The Many Glacier Hotel is an isolated, century-old, Swiss chalet-style hotel situated in the Northeast corner of the park. Built well off the beaten path beside picturesque Swiftcurrent Lake amid a jaw-dropping panorama of the continental divide, it’s certainly “out there”! It’s a photographer’s paradise with awe-inspiring views everywhere you look.
On a typical summer afternoon, you’re bound to spot some wildlife, like a moose munching away at vegetation on the lakeshore. Or a couple of grizzlies on a mountain slope devouring huckleberries, one bush at a time. At the very least, a herd of Bighorn sheep looking confused in the parking lot (which was built across their primitive migration route). Not to mention an array of wildflowers painting the landscape. You couldn’t take a bad photo if you tried! And though there’s no cell phone service and the Wi-Fi connection is on par with my dial-up modem from 1997, it makes you feel all the more connected to the Many Glacier Valley paradise surrounding you.
Going-to-the-Sun Road is Glacier National Park’s main attraction, and rightfully so! This 50-mile stretch of highway is a marvelous feat of engineering. From Lake McDonald to St. Mary, it traverses the Continental Divide’s mammoth peaks, affording breathtaking views around every hairpin turn–adventure cycling at its finest! Along the way I pedaled through glacier-carved U-shaped valleys, passing giant waterfalls and moss-filled canyons, all the while taking breaks at the various Cliffside overlooks to soak it all in.
Backroads’ Glacier and Waterton Lakes bike tour includes a night at the Many Glacier Hotel and rides along some of the most scenic roads in North America. Imagine yourself there. The sun is shining, a gentle breeze is combing through your hair. Your heart is racing, a wide smile across your face. Hold on to your handlebars–you’re not dreaming! Does life get any better than this? It does! Tomorrow you get to pedal north along the quieter Chief Mountain International Highway, which leads toward Waterton Lakes National Park.
Chief Mountain is the name of the massive rock formation that dominates the landscape for the first half of the day’s ride. It is the most prominent mountain in the region and has been a sacred place for the Blackfeet Native Americans since long before the Lewis and Clark expedition came through. It’s a powerful, mysterious, captivating and extremely photogenic site. Soon you come to the Canadian border-crossing, then triumphantly descend toward the prairies of Alberta. A fascinating view lies before you as the mountains suddenly shoot up out of the plains. Unlike other regions of the Rocky Mountains, where foothills gradually morph into towering peaks, the immediate change of topography here is drastic. As you enter Waterton Lakes National Park, you ride a smooth, paved path that leads all the way to the Prince of Wales Hotel and the town of Waterton. After the ride, you sip a cold drink by the lake, feeling proud of all the wonderful miles of cycling you’ve just experienced.

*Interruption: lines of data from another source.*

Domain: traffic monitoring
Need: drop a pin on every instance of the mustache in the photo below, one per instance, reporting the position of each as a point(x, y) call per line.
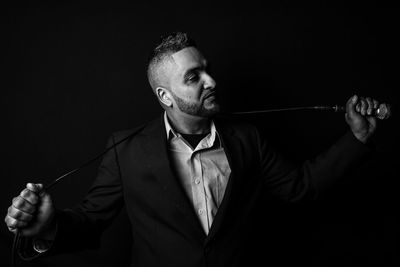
point(211, 93)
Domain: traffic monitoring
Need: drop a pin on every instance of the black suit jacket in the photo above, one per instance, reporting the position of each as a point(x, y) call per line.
point(165, 228)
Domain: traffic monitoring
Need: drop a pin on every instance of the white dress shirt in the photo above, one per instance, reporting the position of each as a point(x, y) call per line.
point(203, 171)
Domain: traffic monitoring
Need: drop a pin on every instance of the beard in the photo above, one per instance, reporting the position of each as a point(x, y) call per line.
point(197, 108)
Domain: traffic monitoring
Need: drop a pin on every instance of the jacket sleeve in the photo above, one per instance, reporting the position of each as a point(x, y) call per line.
point(293, 183)
point(81, 227)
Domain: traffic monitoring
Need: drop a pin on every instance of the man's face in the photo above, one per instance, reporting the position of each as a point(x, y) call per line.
point(191, 86)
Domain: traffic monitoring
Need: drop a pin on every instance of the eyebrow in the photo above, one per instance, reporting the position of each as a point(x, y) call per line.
point(195, 69)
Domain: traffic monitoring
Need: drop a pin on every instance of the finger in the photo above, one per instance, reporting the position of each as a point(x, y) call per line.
point(36, 188)
point(30, 196)
point(13, 223)
point(21, 204)
point(364, 106)
point(13, 230)
point(370, 105)
point(375, 104)
point(351, 105)
point(19, 214)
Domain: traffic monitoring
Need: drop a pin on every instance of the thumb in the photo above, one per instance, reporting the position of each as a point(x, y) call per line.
point(351, 106)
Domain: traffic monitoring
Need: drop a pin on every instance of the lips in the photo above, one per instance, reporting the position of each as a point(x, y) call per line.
point(210, 95)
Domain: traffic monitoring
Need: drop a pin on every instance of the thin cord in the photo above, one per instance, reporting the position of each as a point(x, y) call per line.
point(17, 236)
point(335, 108)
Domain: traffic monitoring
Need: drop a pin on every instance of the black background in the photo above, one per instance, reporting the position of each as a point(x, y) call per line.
point(72, 75)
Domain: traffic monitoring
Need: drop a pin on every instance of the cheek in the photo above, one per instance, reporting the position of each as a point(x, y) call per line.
point(190, 93)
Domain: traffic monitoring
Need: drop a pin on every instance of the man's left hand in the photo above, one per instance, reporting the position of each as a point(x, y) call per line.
point(360, 116)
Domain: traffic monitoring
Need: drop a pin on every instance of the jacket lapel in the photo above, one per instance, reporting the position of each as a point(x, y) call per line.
point(155, 150)
point(232, 148)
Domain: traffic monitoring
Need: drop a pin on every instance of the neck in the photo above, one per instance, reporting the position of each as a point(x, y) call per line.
point(189, 124)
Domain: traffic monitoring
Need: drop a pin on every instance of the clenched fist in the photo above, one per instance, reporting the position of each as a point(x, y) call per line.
point(360, 116)
point(31, 213)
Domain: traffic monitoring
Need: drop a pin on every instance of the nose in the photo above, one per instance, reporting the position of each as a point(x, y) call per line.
point(209, 82)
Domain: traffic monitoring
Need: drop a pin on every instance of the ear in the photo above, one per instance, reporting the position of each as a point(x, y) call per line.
point(164, 96)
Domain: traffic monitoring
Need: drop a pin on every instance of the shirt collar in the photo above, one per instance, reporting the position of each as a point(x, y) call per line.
point(172, 133)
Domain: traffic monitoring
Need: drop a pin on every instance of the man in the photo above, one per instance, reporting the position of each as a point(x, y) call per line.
point(189, 180)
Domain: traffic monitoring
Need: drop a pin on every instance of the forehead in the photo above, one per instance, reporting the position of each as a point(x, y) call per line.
point(187, 58)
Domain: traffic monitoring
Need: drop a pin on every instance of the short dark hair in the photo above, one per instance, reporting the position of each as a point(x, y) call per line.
point(168, 45)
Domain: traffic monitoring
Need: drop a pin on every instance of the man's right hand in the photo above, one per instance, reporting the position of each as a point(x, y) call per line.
point(32, 212)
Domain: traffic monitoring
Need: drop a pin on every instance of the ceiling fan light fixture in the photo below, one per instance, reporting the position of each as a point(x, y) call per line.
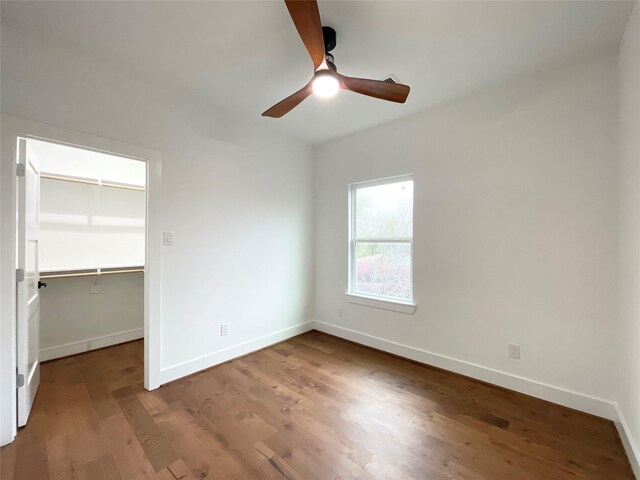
point(325, 85)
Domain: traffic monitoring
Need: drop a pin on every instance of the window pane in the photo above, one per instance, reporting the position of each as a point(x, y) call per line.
point(384, 269)
point(385, 210)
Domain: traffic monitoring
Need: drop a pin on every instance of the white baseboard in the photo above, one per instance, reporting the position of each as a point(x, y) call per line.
point(81, 346)
point(568, 398)
point(633, 453)
point(207, 361)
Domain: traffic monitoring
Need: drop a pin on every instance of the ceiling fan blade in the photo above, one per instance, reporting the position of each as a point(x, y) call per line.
point(289, 103)
point(306, 18)
point(393, 92)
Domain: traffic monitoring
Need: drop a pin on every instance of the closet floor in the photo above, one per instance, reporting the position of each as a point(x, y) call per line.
point(313, 407)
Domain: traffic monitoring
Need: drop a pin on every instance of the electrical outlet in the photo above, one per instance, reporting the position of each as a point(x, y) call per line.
point(167, 238)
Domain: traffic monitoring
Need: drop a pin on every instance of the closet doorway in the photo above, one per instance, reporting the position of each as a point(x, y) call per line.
point(81, 240)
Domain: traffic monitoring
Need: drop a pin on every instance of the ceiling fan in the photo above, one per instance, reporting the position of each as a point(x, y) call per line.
point(326, 80)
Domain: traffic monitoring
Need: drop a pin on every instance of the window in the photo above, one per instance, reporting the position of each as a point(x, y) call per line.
point(381, 239)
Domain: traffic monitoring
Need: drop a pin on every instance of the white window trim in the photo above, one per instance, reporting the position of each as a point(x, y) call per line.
point(387, 303)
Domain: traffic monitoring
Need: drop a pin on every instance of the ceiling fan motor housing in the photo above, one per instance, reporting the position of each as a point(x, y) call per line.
point(329, 35)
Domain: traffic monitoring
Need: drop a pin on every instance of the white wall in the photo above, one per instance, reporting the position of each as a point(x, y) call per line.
point(238, 198)
point(515, 233)
point(85, 313)
point(629, 340)
point(86, 226)
point(77, 162)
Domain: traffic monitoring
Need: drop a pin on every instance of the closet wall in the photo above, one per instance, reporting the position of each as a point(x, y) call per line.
point(85, 226)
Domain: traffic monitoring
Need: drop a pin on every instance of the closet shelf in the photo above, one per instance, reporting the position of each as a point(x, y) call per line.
point(91, 181)
point(89, 272)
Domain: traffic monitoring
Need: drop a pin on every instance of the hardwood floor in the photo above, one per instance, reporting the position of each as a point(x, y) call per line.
point(313, 407)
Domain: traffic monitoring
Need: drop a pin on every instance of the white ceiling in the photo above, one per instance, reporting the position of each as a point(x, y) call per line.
point(246, 56)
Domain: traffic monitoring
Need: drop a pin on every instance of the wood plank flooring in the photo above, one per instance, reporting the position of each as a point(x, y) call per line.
point(313, 407)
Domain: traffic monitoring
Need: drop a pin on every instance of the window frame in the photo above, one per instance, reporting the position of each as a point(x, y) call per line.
point(378, 301)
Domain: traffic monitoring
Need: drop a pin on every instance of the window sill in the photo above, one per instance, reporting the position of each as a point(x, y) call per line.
point(393, 305)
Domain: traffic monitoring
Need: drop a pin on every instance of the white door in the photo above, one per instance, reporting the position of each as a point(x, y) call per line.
point(28, 306)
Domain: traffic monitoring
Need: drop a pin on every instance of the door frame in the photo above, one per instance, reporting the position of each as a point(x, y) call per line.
point(12, 128)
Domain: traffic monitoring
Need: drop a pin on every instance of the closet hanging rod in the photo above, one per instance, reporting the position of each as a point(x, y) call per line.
point(96, 272)
point(90, 181)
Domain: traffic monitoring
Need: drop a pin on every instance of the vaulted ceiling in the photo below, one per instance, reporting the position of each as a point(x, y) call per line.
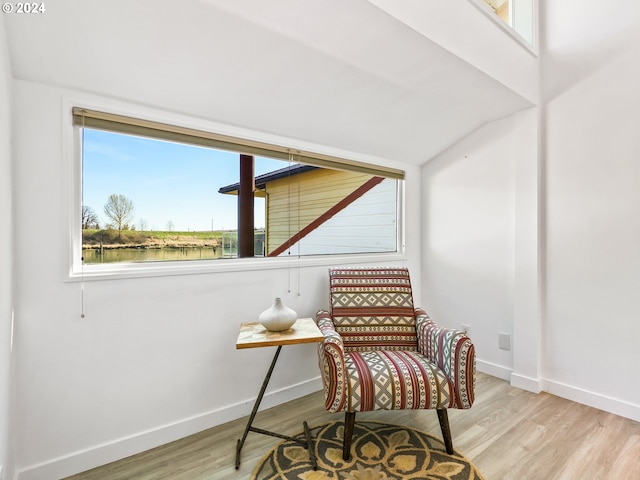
point(339, 73)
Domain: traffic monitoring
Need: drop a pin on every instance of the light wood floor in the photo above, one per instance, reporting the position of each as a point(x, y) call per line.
point(509, 434)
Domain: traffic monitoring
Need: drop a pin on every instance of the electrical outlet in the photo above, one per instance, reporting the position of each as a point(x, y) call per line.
point(504, 341)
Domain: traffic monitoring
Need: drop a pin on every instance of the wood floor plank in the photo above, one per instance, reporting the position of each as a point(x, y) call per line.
point(509, 434)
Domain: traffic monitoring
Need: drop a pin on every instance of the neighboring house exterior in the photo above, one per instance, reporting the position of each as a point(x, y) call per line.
point(314, 211)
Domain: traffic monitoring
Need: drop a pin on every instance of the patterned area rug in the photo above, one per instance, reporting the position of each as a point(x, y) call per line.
point(380, 451)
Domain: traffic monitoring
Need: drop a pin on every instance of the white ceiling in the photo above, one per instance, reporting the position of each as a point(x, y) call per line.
point(333, 72)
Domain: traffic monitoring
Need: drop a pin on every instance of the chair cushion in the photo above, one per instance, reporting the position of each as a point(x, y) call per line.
point(372, 308)
point(394, 380)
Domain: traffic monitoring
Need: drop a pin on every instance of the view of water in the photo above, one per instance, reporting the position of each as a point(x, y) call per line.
point(150, 255)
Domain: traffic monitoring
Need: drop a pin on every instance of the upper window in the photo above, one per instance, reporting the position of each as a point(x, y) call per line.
point(154, 192)
point(518, 14)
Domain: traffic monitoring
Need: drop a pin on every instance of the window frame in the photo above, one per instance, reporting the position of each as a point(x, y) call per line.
point(532, 47)
point(76, 271)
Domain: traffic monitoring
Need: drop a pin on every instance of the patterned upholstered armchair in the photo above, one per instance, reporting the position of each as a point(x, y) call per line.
point(381, 353)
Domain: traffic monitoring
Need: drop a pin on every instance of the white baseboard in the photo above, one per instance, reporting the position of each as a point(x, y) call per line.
point(493, 369)
point(525, 383)
point(124, 447)
point(575, 394)
point(593, 399)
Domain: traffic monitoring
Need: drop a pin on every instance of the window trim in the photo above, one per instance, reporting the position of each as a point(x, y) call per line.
point(532, 48)
point(75, 271)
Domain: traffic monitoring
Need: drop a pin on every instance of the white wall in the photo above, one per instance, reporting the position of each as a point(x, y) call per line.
point(462, 28)
point(591, 77)
point(469, 241)
point(155, 358)
point(6, 256)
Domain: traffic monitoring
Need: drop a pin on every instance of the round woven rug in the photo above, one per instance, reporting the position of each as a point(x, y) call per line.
point(379, 451)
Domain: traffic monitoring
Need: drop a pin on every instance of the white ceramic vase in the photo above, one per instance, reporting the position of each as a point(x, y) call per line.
point(278, 317)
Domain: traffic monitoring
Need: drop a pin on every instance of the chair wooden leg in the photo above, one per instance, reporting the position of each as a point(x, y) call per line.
point(349, 423)
point(443, 417)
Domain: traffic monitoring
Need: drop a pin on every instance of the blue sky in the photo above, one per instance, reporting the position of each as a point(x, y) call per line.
point(167, 182)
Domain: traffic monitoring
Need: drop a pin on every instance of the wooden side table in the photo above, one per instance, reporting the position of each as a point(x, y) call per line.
point(254, 335)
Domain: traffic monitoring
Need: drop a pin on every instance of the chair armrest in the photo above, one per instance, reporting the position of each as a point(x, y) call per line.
point(453, 352)
point(332, 366)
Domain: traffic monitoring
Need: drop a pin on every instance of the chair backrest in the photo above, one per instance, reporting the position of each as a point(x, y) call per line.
point(372, 308)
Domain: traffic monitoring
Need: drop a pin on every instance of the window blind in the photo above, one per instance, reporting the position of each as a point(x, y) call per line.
point(146, 128)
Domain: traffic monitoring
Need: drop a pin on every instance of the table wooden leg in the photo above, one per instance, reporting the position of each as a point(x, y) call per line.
point(256, 405)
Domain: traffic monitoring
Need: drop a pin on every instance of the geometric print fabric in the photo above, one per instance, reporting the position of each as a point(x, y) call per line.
point(377, 301)
point(380, 352)
point(394, 380)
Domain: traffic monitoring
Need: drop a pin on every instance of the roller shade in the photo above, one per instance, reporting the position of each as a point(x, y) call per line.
point(146, 128)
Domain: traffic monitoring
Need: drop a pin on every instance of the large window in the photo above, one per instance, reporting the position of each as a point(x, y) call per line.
point(153, 192)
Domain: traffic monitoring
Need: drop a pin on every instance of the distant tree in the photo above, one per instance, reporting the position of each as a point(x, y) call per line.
point(119, 209)
point(89, 218)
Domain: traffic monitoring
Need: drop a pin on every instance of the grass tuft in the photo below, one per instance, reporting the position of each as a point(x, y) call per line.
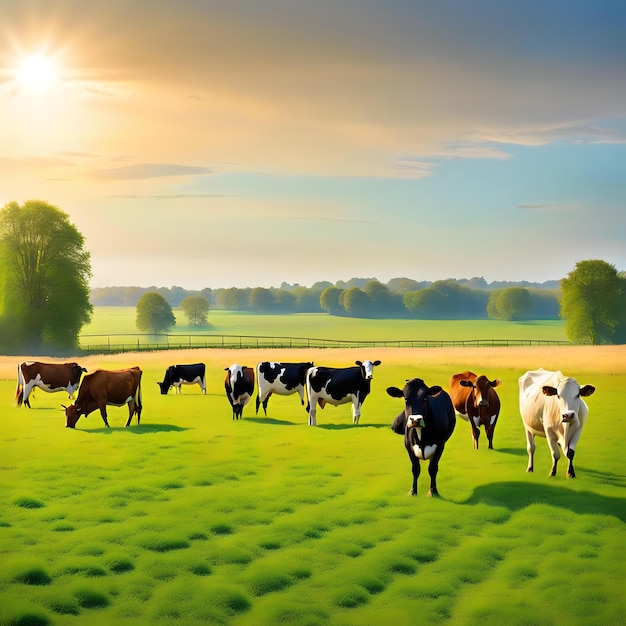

Some people call this region the Crown of the Continent. Others call it the Backbone of the World. I simply refer to it as the Greatest Place on Earth because its beauty is unparalleled. It evokes in me a feeling so uplifting that I will never forget it…and I continue to count down the days until I return.
For those taking the journey: Two Sisters Café near Babb, Montana, is a must-stop for huckleberry pie. And if you want to pick your own huckleberries, Fishercap Lake (0.7 miles down the Swiftcurrent Pass Trail in the Many Glacier Valley) is a great place to do so.